This selection from Emerson and his whole Nature is a lot to grasp at times. To be so in tune and ecstatic about nature is something we all feel from time to time but usually not on an everyday basis. When one goes to some exotic island or to a lush park, the feelings of awe and true privilege are there, but not in our general surroundings. This is especially true if one lives in the city, like I have my whole life.
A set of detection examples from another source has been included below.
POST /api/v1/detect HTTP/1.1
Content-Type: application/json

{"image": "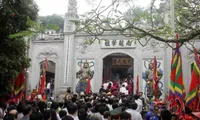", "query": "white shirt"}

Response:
[47,83,51,89]
[126,109,143,120]
[119,87,127,94]
[103,83,108,90]
[107,104,113,111]
[122,82,128,87]
[135,99,143,113]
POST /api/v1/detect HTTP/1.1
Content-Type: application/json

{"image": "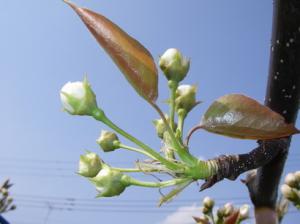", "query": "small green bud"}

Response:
[1,188,9,197]
[284,173,298,188]
[90,165,130,197]
[202,206,211,215]
[175,85,200,113]
[159,48,190,82]
[60,78,97,115]
[78,152,103,177]
[217,207,225,219]
[294,171,300,187]
[7,197,14,204]
[224,203,234,217]
[96,130,120,152]
[203,197,215,210]
[239,204,250,220]
[153,115,170,139]
[280,184,300,202]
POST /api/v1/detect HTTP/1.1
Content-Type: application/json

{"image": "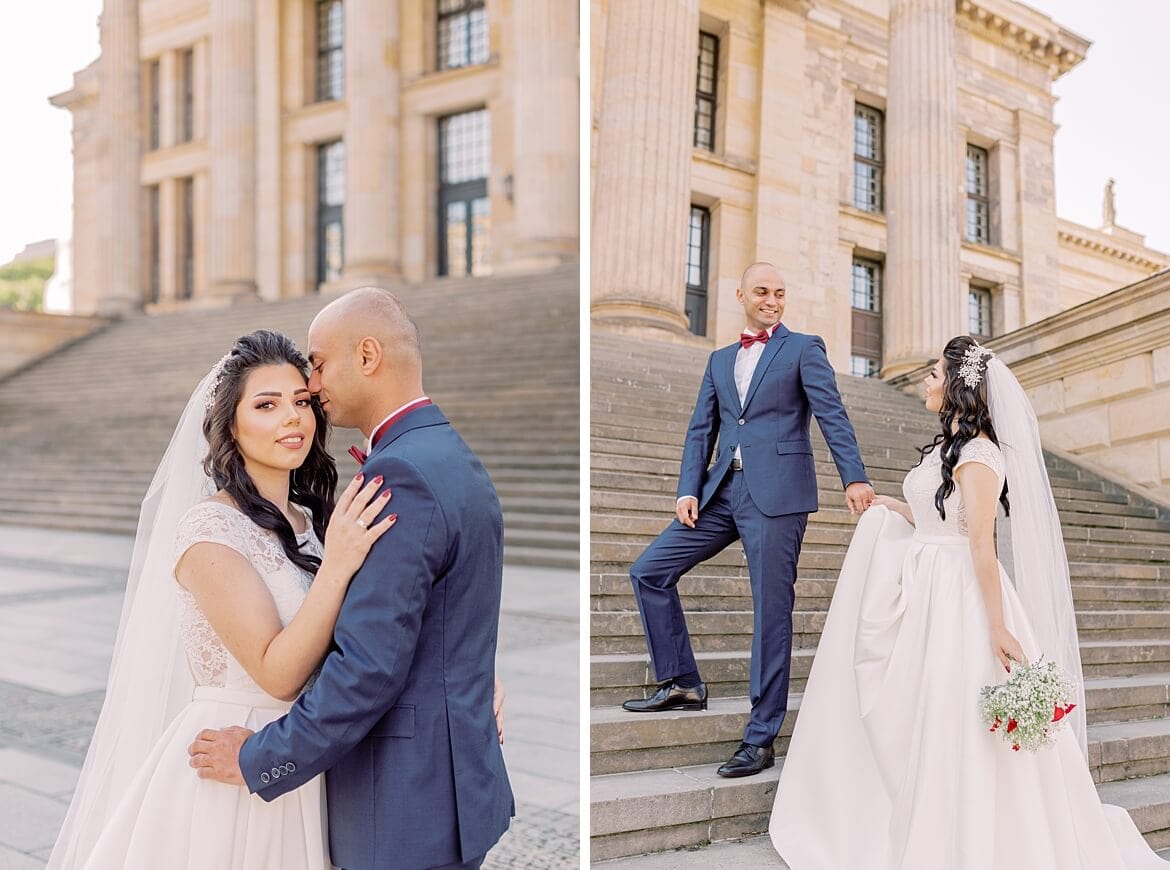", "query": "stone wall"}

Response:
[990,270,1170,504]
[0,309,105,378]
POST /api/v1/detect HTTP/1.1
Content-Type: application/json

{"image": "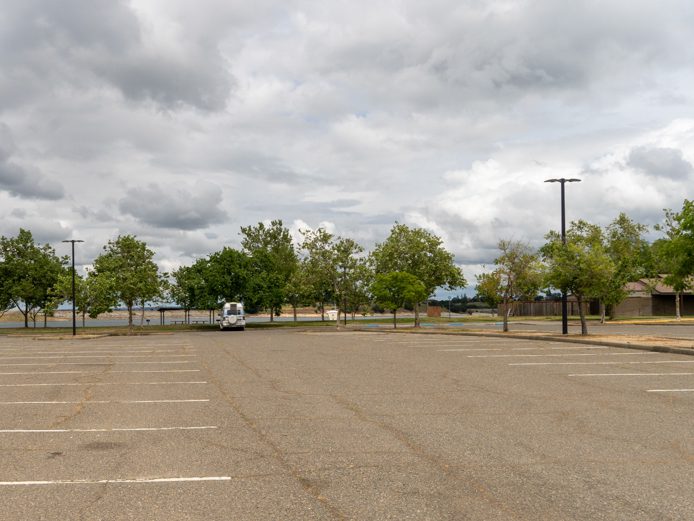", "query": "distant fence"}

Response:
[499,300,599,317]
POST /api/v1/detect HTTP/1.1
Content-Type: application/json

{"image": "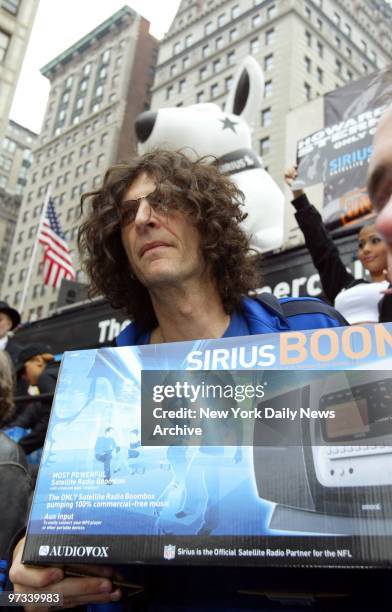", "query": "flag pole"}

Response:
[19,185,51,314]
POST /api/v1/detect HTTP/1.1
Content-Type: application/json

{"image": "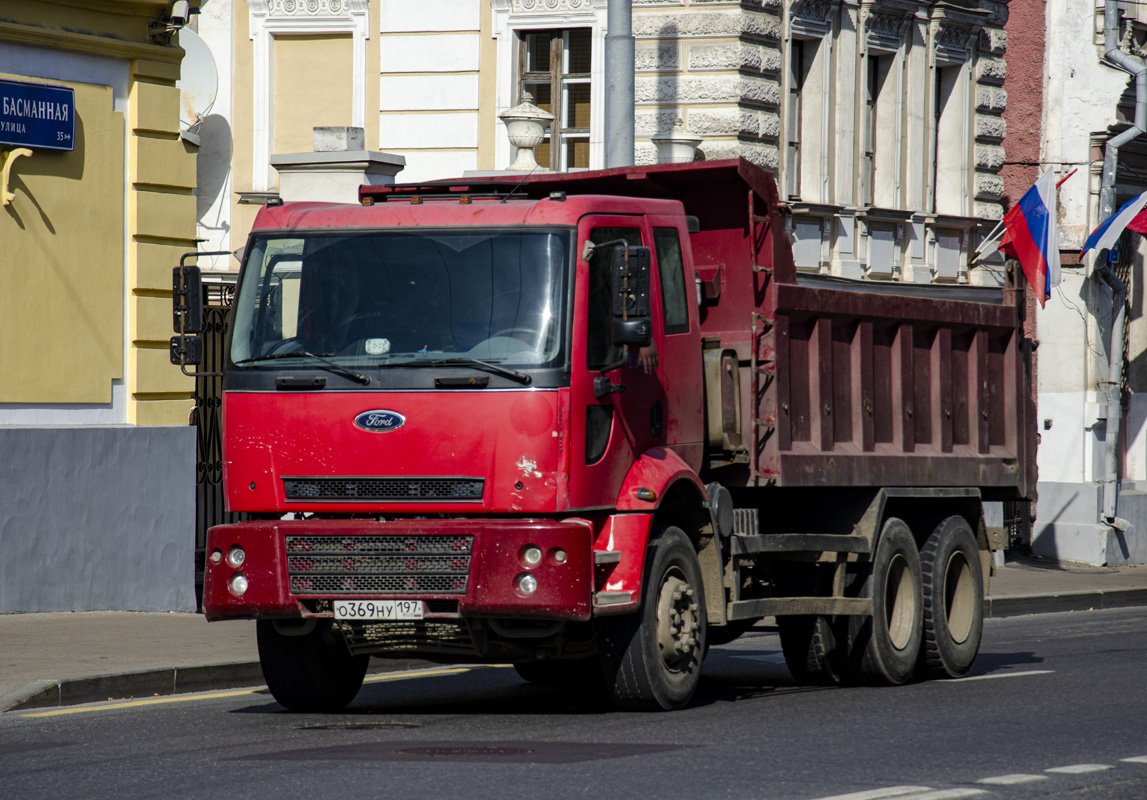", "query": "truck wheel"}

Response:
[598,527,705,710]
[918,516,984,678]
[845,518,923,686]
[256,620,370,712]
[777,614,841,686]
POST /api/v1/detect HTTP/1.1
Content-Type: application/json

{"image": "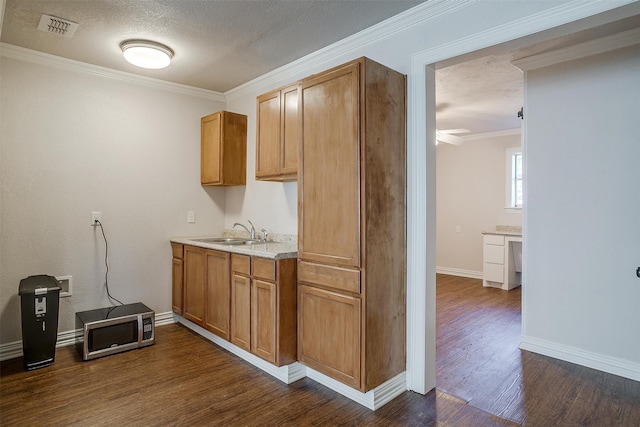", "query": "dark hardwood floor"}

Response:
[436,274,640,427]
[0,276,640,427]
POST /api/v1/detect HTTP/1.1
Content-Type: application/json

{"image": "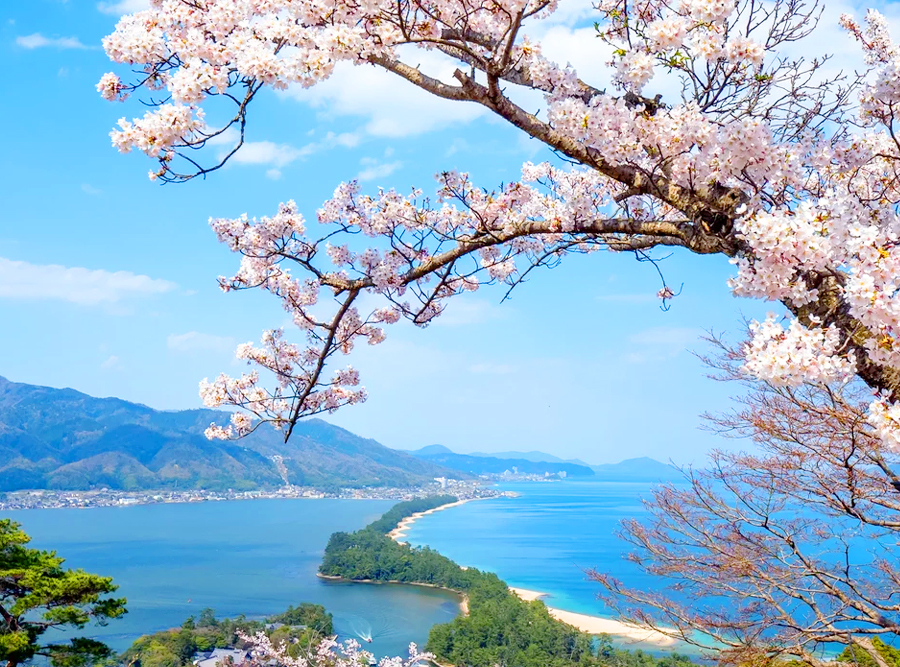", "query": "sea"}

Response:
[2,481,676,656]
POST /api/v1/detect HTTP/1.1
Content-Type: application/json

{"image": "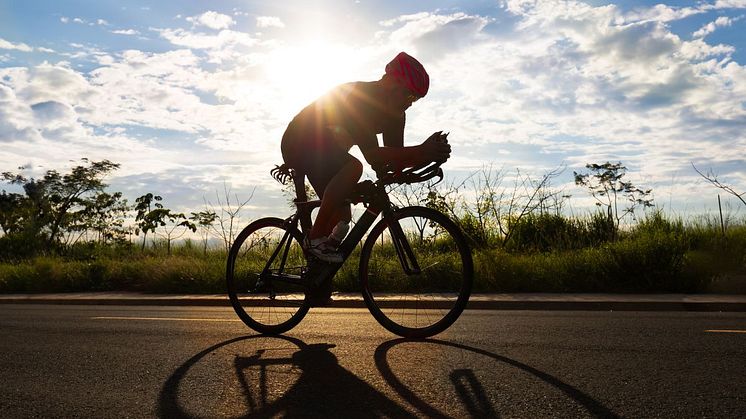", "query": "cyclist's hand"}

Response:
[422,131,451,163]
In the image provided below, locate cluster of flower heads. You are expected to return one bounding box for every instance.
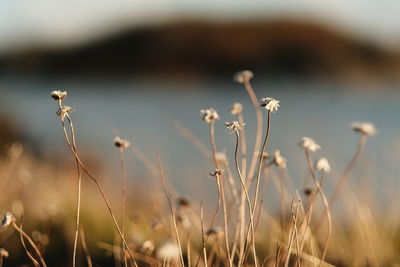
[350,122,376,136]
[200,108,219,123]
[50,90,74,120]
[114,136,131,148]
[299,137,321,152]
[225,121,246,132]
[260,97,280,112]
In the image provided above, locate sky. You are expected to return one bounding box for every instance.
[0,0,400,52]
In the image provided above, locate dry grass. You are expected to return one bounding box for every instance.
[0,71,400,267]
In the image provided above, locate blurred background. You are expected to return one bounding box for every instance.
[0,0,400,266]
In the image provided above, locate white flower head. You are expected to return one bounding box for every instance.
[200,108,219,123]
[114,136,131,148]
[56,106,75,120]
[260,97,280,112]
[225,121,246,132]
[233,70,254,83]
[50,90,68,100]
[0,212,14,229]
[272,150,286,169]
[299,137,321,152]
[157,241,180,260]
[229,102,243,115]
[315,158,331,172]
[0,248,10,258]
[350,122,376,136]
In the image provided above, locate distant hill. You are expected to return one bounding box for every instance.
[0,20,400,78]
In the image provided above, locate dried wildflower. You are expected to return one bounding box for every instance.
[50,90,68,100]
[176,214,192,229]
[299,137,321,152]
[0,212,14,229]
[225,121,246,132]
[233,70,254,83]
[140,239,155,254]
[350,122,376,136]
[303,187,315,197]
[56,106,74,120]
[157,241,180,260]
[178,197,190,208]
[272,150,286,169]
[210,170,224,178]
[114,136,131,148]
[229,102,243,115]
[315,158,331,172]
[0,248,10,258]
[200,108,219,123]
[151,221,164,232]
[206,226,224,238]
[260,97,280,112]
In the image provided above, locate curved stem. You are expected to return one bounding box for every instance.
[235,131,258,267]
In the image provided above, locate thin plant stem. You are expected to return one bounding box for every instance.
[80,225,93,267]
[56,114,138,267]
[235,131,258,267]
[157,157,185,267]
[119,147,128,267]
[306,149,332,267]
[11,220,47,267]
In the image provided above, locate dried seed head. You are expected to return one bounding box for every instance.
[200,108,219,123]
[233,70,254,83]
[225,121,246,132]
[50,90,68,100]
[206,226,224,238]
[229,103,243,115]
[56,106,74,120]
[210,170,224,178]
[299,137,321,152]
[0,248,10,258]
[303,187,315,197]
[114,136,131,148]
[178,197,190,208]
[0,212,14,229]
[260,97,280,112]
[350,122,376,136]
[157,241,179,260]
[315,158,331,172]
[272,150,286,169]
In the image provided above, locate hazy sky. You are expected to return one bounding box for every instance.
[0,0,400,51]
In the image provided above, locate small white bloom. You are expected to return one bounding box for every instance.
[350,122,376,136]
[56,106,74,120]
[200,108,219,123]
[315,158,331,172]
[0,212,14,229]
[260,97,280,112]
[225,121,246,132]
[233,70,254,83]
[229,103,243,115]
[114,136,131,148]
[157,241,180,260]
[299,137,321,152]
[272,150,286,169]
[50,90,68,100]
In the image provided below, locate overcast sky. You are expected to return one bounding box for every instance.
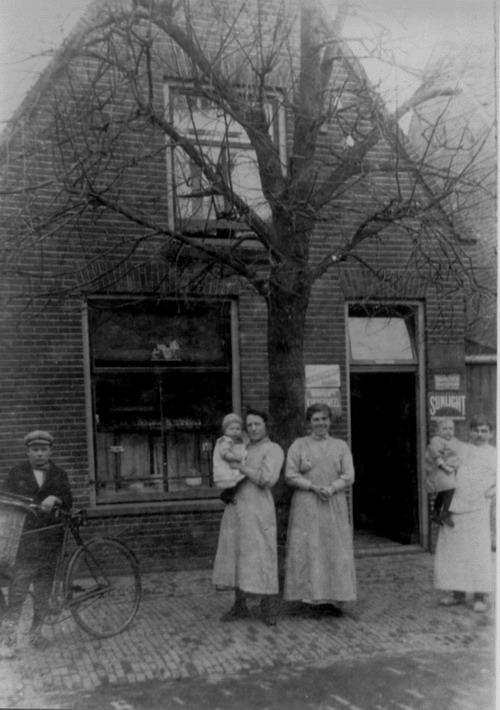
[0,0,496,127]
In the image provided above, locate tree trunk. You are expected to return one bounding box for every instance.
[268,264,310,581]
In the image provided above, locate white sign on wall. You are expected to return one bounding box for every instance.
[306,365,342,417]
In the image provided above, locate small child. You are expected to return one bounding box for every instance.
[213,412,248,503]
[425,419,460,527]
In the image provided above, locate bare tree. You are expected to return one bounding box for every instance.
[2,0,492,445]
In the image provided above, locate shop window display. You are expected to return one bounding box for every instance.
[89,300,233,503]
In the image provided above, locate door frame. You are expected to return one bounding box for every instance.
[344,299,430,549]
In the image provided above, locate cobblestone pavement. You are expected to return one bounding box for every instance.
[0,552,494,710]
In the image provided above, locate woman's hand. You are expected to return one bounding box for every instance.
[309,484,331,501]
[40,496,62,511]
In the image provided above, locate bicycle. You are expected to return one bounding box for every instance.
[0,497,142,639]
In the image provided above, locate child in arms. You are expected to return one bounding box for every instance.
[213,412,248,503]
[425,419,460,527]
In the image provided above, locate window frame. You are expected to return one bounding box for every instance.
[82,295,241,508]
[164,80,287,233]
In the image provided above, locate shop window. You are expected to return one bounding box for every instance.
[88,300,234,503]
[166,86,285,231]
[348,306,417,364]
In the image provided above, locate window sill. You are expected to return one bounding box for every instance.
[87,492,224,518]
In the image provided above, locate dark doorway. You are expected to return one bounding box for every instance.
[351,372,419,545]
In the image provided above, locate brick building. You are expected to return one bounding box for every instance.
[409,43,498,434]
[0,0,480,564]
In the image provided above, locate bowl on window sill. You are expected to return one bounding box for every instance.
[185,476,202,488]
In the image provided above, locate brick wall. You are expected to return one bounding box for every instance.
[0,3,464,567]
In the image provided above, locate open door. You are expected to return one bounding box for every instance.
[350,370,419,545]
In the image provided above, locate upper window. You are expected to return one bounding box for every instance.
[166,86,284,229]
[348,306,417,364]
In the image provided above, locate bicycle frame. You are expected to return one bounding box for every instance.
[46,510,87,618]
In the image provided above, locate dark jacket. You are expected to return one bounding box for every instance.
[2,461,73,558]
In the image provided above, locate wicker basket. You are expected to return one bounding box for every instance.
[0,497,29,567]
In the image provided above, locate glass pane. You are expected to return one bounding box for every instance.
[349,316,416,363]
[93,348,232,502]
[231,148,271,219]
[89,301,231,367]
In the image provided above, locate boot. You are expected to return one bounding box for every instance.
[0,621,17,659]
[220,589,250,622]
[28,617,49,648]
[219,488,235,505]
[260,596,276,626]
[441,513,455,528]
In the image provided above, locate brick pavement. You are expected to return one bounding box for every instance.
[0,552,494,707]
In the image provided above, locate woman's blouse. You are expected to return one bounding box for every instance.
[285,436,354,493]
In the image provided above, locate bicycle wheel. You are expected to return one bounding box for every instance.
[66,538,142,638]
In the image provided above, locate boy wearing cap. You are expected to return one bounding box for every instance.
[213,412,248,503]
[0,430,73,657]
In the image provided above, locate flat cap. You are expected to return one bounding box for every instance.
[24,429,54,446]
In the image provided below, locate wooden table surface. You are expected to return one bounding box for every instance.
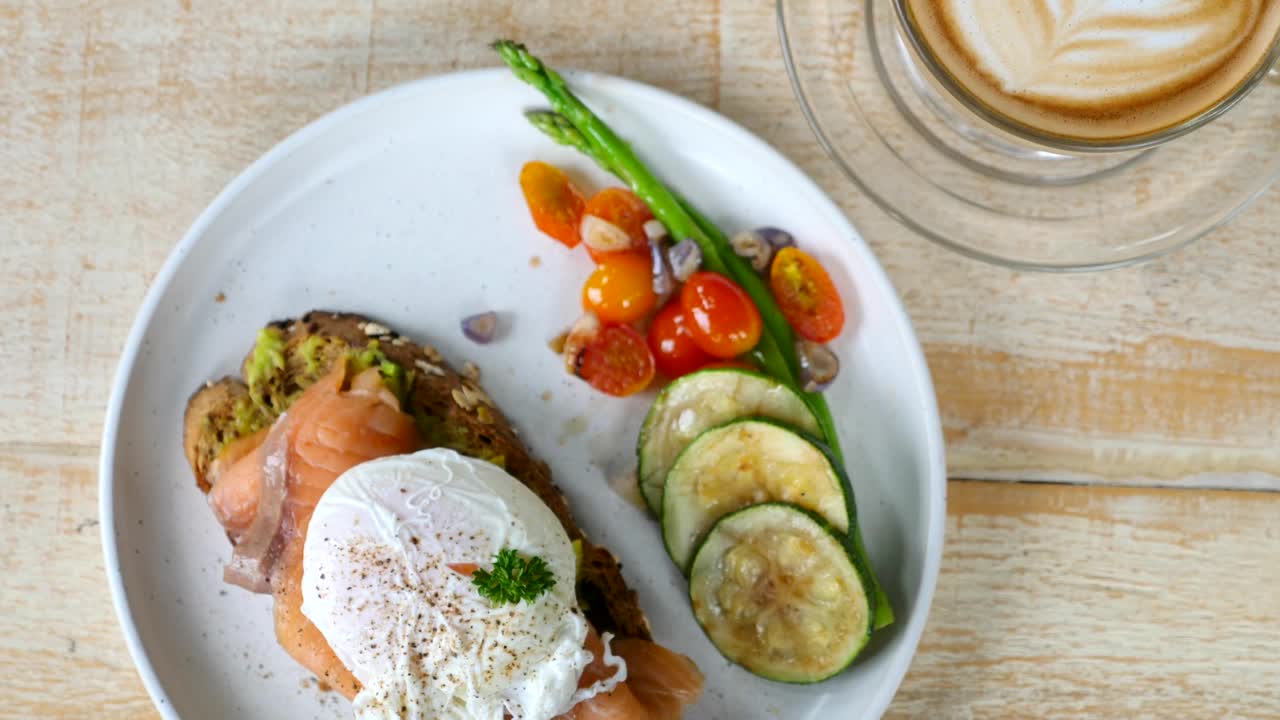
[0,0,1280,719]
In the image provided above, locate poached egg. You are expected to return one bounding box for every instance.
[302,448,604,720]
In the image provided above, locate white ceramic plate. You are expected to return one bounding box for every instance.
[101,70,946,720]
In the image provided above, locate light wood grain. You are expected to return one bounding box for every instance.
[0,0,1280,487]
[0,450,1280,720]
[0,448,155,719]
[0,0,1280,720]
[721,0,1280,488]
[890,482,1280,720]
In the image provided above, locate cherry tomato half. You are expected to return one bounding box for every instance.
[769,247,845,342]
[577,325,654,397]
[582,187,653,263]
[520,161,586,247]
[680,270,760,360]
[582,252,658,323]
[649,299,714,378]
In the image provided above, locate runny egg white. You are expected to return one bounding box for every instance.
[302,450,609,720]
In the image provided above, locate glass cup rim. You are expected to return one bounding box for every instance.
[892,0,1280,152]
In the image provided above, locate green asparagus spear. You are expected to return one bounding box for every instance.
[493,40,893,629]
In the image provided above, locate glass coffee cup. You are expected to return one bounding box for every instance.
[893,0,1280,151]
[777,0,1280,272]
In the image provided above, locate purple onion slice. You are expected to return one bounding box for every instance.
[649,238,676,299]
[462,310,498,345]
[796,340,840,392]
[728,231,773,273]
[667,237,703,282]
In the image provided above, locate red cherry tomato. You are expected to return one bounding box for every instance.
[520,161,586,247]
[582,252,658,324]
[649,299,714,378]
[769,247,845,342]
[577,325,654,397]
[680,270,760,360]
[582,187,653,263]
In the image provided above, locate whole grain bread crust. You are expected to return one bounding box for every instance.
[183,310,650,639]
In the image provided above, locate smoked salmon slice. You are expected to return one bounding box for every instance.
[209,363,703,720]
[209,363,422,700]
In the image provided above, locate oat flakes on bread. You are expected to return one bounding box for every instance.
[183,310,650,639]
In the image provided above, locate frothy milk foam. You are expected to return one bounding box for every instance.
[904,0,1280,140]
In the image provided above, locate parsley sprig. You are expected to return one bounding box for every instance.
[471,548,556,605]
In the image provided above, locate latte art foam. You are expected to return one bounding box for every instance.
[902,0,1280,140]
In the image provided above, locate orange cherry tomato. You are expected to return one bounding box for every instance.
[520,161,586,247]
[680,270,760,360]
[577,325,654,397]
[769,247,845,342]
[582,187,653,263]
[649,299,714,378]
[582,252,658,323]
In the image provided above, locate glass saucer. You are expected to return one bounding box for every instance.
[777,0,1280,272]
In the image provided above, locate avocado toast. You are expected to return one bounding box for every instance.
[183,311,650,639]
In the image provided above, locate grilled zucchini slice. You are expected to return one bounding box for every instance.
[662,418,856,571]
[689,502,874,683]
[636,368,820,512]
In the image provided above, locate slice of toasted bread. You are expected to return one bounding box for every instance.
[183,311,650,639]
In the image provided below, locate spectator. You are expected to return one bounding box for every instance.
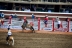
[56,17,61,29]
[56,17,60,22]
[32,14,35,21]
[48,9,51,12]
[0,12,4,18]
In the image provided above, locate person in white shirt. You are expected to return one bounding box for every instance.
[6,30,12,41]
[8,24,11,30]
[58,20,61,28]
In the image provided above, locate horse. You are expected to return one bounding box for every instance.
[7,36,14,46]
[21,20,35,33]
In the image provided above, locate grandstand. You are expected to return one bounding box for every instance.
[0,0,72,13]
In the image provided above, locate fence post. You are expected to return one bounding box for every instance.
[38,17,40,30]
[52,18,55,31]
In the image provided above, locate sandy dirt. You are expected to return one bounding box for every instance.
[0,32,72,48]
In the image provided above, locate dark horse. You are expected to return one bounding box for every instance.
[21,20,35,33]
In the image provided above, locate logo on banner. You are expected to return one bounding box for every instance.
[42,27,52,31]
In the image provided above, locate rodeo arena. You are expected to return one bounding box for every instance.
[0,2,72,48]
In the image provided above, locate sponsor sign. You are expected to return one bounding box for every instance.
[43,27,52,31]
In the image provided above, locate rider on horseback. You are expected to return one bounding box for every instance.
[6,30,12,41]
[23,20,28,27]
[44,15,48,24]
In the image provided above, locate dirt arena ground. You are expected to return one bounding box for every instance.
[0,31,72,48]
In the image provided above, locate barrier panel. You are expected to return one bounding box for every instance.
[1,16,72,32]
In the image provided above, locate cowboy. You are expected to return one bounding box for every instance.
[6,30,12,41]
Yesterday while walking home from school(normal walking, not my walking tour), I tried to look at the little nature around and my ideas on it were. While walking from Loyola to Tulane and then one Broadway, there wasn't much besides fairly small tress and nicely trimmed grass. This allows us to have slight glances at nature and remember what it looks like. I understood this, thinking there had to be roads and house is this neighborhood and it was lucky enough that some of the trees were kept since so many are cut down in building. I thought about how young they looked though; not that tall or with a thick trunk. I did notice though that many had exposed roots. When looking at these roots, I remembered my times on my grandpa's property in the hill country of Texas playing around those think roots, hiding behind them and trying not to trip. Roots of trees are the visual origin of the tree for us and of truly so much more. These roots grow trees for us to play on, look at, allow for our breathing and those this is completely sacrilegious to say in a "green" world, they allow for paper making to write these beautiful and life changing novels and poems we read.

When thinking of this, I realized even the smallest parts of nature can bring us back to moments in our lives that truly touched us and then really let us feel a connection to nature. Maybe when we are not in Hawaii or Alaska or other breath taking places, we must find the small pieces of nature we see and relate it to ourselves and our experiences to find connections. Though this sounds self-centered, it is in this connection that we realize how amazing this nature is and the incredible entity it is.

As a Catholic, I found myself feeling such gratitude to the God I believe in. Like Emerson said, whatever your "counsels of creation" happen to be, you relate it back to that; whether a God or simply the great creator nature itself.

It is through this knowledge of my connection to my "counsel of creation" and nature that did make me feel privileged to be. Privileged to be alive.

1 comment:

  1. I am very much interested in how many times "nature" is invoked through childhood memory... as if after childhood nature takes on a different meaning, loses place in one' life, etc. Moreover, that it is only in childhood that "nature" inspires seems to suggest a kind of weakening of either ourselves or the natural world. Which is it, I wonder? And is it important to try to reconnect w/ the natural world "as if" we were children?